The Southern Struggle: High Prices, Higher Hurdles

The South, known for its pricier housing market, seems to be bearing a disproportionate share of the impact, particularly affected by the uptick in mortgage rates. As Heather Staff, co-founder of Street Group, explains, the financial strain is acuter in high-value regions.

Increased mortgage costs, coupled with dwindling savings, present significant hurdles for buyers in these areas. Conversely, regions like the North East and North West, where property values are comparatively lower, are weathering these conditions better. Here, buyers find their budgets stretching further, making property acquisition a less daunting prospect.

Interest Rates and Future Forecasts

Despite the present challenges, there’s a silver lining. The Bank of England’s decision to hold the base rate at 5.25% offers a glimmer of hope. Staff anticipates this move might prompt lenders to slash their rates to stay competitive, potentially reinvigorating the market come the fourth quarter.

However, any significant upturn might not be immediate. Seasonal trends typically influence property sales, often slowing down towards the year’s end as people’s focus shifts to the holidays. Yet, there’s an expectation for an uptick in new listings, fueled by hopeful sellers planning moves in the New Year.
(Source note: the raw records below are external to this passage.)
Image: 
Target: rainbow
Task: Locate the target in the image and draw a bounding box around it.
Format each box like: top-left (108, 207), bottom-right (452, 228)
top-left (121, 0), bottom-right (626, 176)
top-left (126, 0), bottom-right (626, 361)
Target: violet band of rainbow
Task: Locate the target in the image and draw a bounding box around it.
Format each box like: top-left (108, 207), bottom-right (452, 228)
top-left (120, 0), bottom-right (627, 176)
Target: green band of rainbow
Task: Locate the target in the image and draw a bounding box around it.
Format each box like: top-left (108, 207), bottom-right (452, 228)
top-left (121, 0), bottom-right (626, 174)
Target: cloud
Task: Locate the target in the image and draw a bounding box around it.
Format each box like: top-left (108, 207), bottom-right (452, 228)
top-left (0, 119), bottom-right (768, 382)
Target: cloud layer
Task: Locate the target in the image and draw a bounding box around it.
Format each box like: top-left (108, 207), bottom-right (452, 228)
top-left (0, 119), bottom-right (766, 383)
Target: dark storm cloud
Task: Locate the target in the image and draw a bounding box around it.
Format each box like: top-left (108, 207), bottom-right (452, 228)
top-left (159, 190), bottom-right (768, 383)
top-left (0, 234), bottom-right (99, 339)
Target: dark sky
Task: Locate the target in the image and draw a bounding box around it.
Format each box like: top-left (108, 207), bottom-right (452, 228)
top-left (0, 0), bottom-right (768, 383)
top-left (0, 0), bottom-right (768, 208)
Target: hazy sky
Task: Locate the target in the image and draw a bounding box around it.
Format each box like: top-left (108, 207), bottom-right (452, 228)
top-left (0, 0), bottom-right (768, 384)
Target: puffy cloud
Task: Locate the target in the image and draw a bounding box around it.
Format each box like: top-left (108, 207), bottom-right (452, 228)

Q4 Expectations: Slow but Stable

Looking ahead, Q4 is expected to maintain the slow tempo in sales agreements, continuing the trend witnessed in recent months. However, even with this deceleration, the market is projected to perform 15% below the five-year average, an improvement from Q4 of the previous year.

This forecast suggests that while the market is experiencing turbulence, it’s not in freefall. Stability, even amidst a slowdown, indicates inherent resilience—a crucial takeaway for current and prospective property investors navigating the uncertainties of the housing market.